Nestled in between the coast and the Illawarra escarpment, the Illawarra Shoalhaven is of cultural and spiritual significance to the Dharawal and Dhurga speaking people.
Having both a reliance on and responsibility to the land, Aboriginal people in the Illawarra Shoalhaven have always made efficient use of the abundance of natural resources. The Five Islands, now off the coast of Port Kembla, were connected to the mainland where Aboriginal people harvested sea birds and eggs. To maintain their spiritual attachment to Sea Country, Aboriginal people set up camps along the coastline where they would fish and trade. They would camp and meet at prominent locations along the coastline, including Sandon Point and Bass Point.
An established community at Wreck Bay, just south of Jervis Bay, had a strong reliance on fishing, where men, women and children worked together in commercial fishing ventures using knowledge passed on by older community members. Further north at Hill 60, Aboriginal fisherman supplied local markets until the Australian Defence Force overtook the area during World War Two.
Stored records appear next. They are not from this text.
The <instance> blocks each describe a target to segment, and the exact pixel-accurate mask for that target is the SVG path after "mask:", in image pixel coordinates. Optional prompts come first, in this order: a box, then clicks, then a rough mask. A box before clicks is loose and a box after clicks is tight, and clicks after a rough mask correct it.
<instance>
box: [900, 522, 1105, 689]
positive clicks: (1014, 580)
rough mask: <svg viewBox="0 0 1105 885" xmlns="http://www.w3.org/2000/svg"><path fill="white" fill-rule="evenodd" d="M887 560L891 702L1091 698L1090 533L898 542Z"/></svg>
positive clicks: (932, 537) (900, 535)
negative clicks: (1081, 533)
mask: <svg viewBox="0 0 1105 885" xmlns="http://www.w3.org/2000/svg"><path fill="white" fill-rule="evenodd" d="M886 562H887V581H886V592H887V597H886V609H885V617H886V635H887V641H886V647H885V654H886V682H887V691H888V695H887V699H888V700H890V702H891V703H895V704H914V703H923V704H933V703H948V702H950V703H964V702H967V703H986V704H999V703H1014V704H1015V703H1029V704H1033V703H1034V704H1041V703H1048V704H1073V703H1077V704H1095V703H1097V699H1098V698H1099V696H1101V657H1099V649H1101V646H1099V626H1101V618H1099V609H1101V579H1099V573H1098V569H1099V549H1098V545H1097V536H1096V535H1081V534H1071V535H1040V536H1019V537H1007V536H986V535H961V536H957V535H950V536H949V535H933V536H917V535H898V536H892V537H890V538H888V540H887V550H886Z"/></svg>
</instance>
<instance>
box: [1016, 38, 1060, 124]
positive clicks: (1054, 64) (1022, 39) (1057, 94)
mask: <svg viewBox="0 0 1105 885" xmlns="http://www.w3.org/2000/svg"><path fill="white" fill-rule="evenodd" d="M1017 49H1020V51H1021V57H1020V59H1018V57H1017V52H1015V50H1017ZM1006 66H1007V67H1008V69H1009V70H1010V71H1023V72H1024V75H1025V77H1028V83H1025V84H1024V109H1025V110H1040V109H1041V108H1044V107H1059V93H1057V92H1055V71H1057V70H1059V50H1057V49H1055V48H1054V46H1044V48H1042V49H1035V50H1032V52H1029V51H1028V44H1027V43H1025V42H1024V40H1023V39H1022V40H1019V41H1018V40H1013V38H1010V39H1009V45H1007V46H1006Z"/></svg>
Aboriginal people would traverse further inland to utilise the mosaic of wetlands and lagoons that made up the floodplains of Lake Illawarra. Setting up camp in gunyahs (timber and bark huts) around water bodies such as Coomaditchy Lagoon and the Shoalhaven floodplains, Aboriginal people would gather crustacea, fish, tortoise and water birds, including black ducks and their eggs.
Habitats lining the Minnamurra River provided shelter for gathering, bathing and healing. The Shoalhaven and Kangaroo rivers were important travel routes for Aboriginal people, while on the banks of Bomaderry Creek Aboriginal campers shared their world with the glossy black cockatoo.
Local Aboriginal people would retreat further inland, making use of the shelter provided by the rock overhangs and caves dotted along the escarpment including the two sister mountains, Mount Keira and Mount Kembla, and the Cullunghutti and Coolangatta mountains along the Shoalhaven Plateau.
Aboriginal people maintain a strong belief that if we care for Country, it will care for us. This requires Country to be cared for throughout the process of design and development.
The NSW Government champions a Connecting with Country approach to give effect to statutory objectives that require Aboriginal culture and heritage to be sustainably managed in the built environment.
Using comprehensive and respectful approaches, planning for the Illawarra Shoalhaven can build capacity and pathways for knowledge sharing between Aboriginal and non-Aboriginal communities.